The Foodie: Homemade; "The rich chocolate flavor of the homemade is really unbeatable, plus the store-bought has a sort of off-putting, waxy mouthfeel."

The Kid: No decision; "I like it all!!!"

The Dude: Homemade; "Not only does the homemade have a way better chocolate flavor, but it clings to the ice cream better while the store-bought kind of sits in a puddle at the bottom of the bowl."

The Verdict
Make it.

You get what you pay for with hot fudge, and the high concentration of good-quality chocolate in the homemade version really comes across in terms of flavor. Testers also loved the homemade sauce for its superior texture, and (our adult participants, at least) even said they felt satisfied with a smaller quantity of the homemade fudge sauce because of its richer flavor. **

Is Homemade Hot Fudge Sauce Worth the Effort? (2024)

FAQs

How long is homemade hot fudge good for? ›

Remove from heat and stir in butter and vanilla. Add Chocolate Mixture: Pour the chocolate mixture into the syrup and stir until smooth. The sauce will thicken as it cools. Store leftovers in an airtight container for up to 3 weeks.

Why is my homemade hot fudge sauce grainy? ›

Be sure to serve warm, and, when reheating, reheat only the amount of sauce you intend to use; repeated heating and chilling can make the sauce grainy.

What makes hot fudge taste different? ›

Hot fudge is made by boiling together cream, sugar, chocolate, and sometimes butter—the traditional ingredients for fudge—into what is essentially just an undercooked, unset version of the confection. It differs from plain old chocolate sauce by virtue of being gooier and more viscous.

Does hot fudge sauce need to be refrigerated after opening? ›

Yes, we do encourage you to always follow the microwaving instructions on the label for our Hot Fudge Topping and to be sure to store this product in the refrigerator after it has been opened.

Why does hot fudge get hard when it cools? ›

Too cooked

This fudge was cooked to a temperature of 118 °C (244 °F). At this temperature, the sugar is too concentrated and there is not enough water left to form syrup around sugar crystals. The result is hard and brittle fudge. To save the fudge, put it in a saucepan with 45 to 60 ml (3 or 4 tbsp.)

How long does homemade fudge last in a container? ›

Typically, homemade fudge lasts about 1 to 2 weeks at room temperature, 2 to 3 weeks in the fridge, and up to 3 months in the freezer when stored in an airtight container.

How long does it take for fudge to get bad? ›

Fudge is best stored at room temperature for 2 to 3 weeks wrapped up in its original wax paper. NEVER REFRIGERATE your fudge as this will draw out the moisture and leave you with dry, crumbly fudge.

How to store leftover hot fudge? ›

If you have leftover fudge, store it in the fridge in an airtight container or wrap it tightly with plastic wrap. Alternatively, you can also freeze the fudge in an airtight container or freezer bag.

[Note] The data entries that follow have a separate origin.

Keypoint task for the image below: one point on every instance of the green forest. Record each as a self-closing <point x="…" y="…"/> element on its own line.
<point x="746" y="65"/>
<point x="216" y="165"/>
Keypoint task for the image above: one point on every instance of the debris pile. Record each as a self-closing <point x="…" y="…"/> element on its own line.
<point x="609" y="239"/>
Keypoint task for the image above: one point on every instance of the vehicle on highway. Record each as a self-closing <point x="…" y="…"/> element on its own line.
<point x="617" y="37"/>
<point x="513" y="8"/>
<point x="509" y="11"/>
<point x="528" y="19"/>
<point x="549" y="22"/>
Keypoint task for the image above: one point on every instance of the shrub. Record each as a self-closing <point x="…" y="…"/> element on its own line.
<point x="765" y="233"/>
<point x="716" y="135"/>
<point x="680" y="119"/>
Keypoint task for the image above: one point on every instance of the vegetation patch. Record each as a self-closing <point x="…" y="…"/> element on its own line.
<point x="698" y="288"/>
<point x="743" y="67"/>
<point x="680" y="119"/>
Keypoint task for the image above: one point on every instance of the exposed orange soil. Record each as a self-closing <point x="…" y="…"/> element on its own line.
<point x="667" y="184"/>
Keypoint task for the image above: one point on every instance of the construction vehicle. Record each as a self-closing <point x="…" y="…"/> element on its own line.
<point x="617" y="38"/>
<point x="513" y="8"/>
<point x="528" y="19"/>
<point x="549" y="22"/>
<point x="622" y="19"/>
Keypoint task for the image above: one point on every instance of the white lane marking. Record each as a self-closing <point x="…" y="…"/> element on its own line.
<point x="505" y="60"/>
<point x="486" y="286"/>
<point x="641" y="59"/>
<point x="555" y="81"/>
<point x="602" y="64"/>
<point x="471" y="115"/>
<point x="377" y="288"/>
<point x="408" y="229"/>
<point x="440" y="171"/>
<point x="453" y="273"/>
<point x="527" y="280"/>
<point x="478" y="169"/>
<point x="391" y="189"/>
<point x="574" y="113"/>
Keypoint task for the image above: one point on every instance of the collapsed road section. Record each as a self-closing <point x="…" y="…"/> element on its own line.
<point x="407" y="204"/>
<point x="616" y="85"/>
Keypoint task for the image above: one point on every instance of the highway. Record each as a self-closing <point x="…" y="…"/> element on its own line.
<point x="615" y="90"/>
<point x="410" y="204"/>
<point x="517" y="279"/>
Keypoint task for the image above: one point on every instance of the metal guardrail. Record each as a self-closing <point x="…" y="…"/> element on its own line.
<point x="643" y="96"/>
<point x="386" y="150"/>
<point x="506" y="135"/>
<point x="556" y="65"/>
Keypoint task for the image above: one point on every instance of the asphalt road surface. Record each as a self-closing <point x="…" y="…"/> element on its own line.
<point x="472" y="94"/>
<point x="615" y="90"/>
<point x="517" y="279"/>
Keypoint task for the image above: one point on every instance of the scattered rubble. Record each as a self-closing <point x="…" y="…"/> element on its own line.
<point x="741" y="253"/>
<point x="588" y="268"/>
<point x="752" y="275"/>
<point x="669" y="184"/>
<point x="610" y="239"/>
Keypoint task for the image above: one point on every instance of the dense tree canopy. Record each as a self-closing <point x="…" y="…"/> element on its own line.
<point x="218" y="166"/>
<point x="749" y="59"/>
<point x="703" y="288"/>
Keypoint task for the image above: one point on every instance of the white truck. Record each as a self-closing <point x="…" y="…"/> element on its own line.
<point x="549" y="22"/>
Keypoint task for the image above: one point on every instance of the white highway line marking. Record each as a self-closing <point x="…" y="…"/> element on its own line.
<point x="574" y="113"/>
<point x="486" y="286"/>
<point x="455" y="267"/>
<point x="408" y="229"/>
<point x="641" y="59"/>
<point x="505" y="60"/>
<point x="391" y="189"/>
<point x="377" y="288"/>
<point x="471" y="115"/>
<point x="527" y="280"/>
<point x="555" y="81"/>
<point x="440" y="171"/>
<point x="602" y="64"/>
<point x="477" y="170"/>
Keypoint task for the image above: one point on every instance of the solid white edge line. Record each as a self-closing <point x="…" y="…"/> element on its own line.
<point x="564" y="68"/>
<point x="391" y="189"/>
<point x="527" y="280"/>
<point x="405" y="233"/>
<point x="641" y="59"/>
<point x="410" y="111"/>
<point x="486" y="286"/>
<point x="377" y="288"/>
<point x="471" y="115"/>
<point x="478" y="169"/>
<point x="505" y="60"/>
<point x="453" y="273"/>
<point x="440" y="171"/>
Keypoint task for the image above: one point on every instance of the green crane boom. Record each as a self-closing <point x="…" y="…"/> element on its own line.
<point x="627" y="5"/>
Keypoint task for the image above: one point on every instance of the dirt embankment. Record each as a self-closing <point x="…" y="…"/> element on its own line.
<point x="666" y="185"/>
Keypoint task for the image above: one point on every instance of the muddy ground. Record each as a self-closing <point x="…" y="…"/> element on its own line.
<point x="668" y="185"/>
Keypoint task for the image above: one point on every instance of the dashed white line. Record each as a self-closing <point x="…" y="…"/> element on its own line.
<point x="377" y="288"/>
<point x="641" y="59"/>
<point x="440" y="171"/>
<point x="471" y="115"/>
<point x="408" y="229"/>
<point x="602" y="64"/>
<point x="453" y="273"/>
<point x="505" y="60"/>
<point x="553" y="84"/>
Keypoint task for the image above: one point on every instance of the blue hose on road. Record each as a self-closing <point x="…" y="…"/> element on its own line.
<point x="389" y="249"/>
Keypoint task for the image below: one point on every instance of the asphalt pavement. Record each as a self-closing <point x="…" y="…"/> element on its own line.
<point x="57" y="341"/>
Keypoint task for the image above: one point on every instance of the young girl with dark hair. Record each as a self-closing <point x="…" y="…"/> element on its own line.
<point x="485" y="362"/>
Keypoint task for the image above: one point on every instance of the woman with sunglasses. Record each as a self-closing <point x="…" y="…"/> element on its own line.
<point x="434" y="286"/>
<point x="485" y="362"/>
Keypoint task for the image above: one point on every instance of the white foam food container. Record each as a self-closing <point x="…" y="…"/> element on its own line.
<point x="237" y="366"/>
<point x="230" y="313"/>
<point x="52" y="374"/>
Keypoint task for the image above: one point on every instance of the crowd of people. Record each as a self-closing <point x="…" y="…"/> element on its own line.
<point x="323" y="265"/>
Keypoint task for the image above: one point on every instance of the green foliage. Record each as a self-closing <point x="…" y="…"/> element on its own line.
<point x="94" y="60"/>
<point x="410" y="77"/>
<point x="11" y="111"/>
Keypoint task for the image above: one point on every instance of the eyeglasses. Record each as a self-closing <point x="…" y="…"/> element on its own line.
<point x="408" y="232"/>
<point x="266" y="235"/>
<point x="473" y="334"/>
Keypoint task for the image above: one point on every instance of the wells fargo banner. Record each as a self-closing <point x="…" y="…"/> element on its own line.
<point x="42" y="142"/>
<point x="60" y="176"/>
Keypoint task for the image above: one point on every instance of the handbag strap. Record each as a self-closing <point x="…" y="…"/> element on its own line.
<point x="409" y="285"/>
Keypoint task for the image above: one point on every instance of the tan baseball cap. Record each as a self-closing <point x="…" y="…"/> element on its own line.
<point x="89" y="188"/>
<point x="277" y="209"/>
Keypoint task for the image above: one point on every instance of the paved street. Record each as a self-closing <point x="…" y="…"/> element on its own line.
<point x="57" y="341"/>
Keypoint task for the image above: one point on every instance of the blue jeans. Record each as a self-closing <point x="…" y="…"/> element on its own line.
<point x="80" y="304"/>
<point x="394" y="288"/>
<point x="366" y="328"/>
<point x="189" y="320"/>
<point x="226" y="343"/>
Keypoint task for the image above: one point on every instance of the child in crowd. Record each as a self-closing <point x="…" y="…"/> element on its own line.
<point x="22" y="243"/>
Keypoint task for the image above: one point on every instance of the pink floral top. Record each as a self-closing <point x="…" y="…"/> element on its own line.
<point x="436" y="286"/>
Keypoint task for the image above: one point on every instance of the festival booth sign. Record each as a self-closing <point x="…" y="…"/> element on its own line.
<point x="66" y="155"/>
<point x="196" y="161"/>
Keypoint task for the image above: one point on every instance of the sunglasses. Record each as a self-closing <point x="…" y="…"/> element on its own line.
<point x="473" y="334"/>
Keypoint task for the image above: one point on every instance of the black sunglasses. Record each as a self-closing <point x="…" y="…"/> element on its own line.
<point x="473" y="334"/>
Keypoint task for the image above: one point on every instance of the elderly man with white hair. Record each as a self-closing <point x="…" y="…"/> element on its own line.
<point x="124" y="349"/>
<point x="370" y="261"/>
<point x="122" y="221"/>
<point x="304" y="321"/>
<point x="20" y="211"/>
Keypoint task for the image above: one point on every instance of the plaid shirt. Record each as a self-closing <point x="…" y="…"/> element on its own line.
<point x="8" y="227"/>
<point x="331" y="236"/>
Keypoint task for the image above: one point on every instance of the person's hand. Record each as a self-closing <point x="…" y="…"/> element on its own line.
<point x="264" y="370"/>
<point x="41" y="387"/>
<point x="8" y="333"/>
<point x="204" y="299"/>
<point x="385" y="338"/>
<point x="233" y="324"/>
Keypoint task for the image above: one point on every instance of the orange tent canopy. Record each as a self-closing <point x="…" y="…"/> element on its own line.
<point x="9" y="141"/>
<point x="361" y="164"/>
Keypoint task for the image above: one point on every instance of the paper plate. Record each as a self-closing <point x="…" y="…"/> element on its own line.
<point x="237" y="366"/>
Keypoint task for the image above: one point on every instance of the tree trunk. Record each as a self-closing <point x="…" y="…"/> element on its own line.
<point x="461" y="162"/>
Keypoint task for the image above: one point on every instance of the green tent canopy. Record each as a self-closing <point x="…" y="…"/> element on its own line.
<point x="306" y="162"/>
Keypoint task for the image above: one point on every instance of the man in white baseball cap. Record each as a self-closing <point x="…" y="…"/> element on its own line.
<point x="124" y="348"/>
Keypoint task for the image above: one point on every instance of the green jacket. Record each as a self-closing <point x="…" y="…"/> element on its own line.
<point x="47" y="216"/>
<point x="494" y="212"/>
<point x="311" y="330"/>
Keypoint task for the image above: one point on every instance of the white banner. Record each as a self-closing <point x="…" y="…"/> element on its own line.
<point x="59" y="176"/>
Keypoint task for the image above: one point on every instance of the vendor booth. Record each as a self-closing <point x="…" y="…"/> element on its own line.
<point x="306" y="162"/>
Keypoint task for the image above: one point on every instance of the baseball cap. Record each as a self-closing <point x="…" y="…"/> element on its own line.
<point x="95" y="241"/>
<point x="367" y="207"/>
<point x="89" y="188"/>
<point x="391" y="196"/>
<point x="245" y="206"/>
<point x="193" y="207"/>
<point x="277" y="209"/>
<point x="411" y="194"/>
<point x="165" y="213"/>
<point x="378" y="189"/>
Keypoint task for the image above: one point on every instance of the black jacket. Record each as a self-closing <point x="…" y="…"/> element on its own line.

How long does old fashioned fudge last? ›

The best way to store fudge is cut into squares and placed in an airtight container. You can store fudge at room temperature for up to two weeks or in the refrigerator for up to three weeks. Be sure to place a piece of parchment paper or aluminum foil between each layer of fudge in the container.

Can you heat and reheat hot fudge? ›

Use right away or store in a sealed container in the fridge. Reheat in the microwave just as when you first made it or immersed halfway in a simmering pot of water.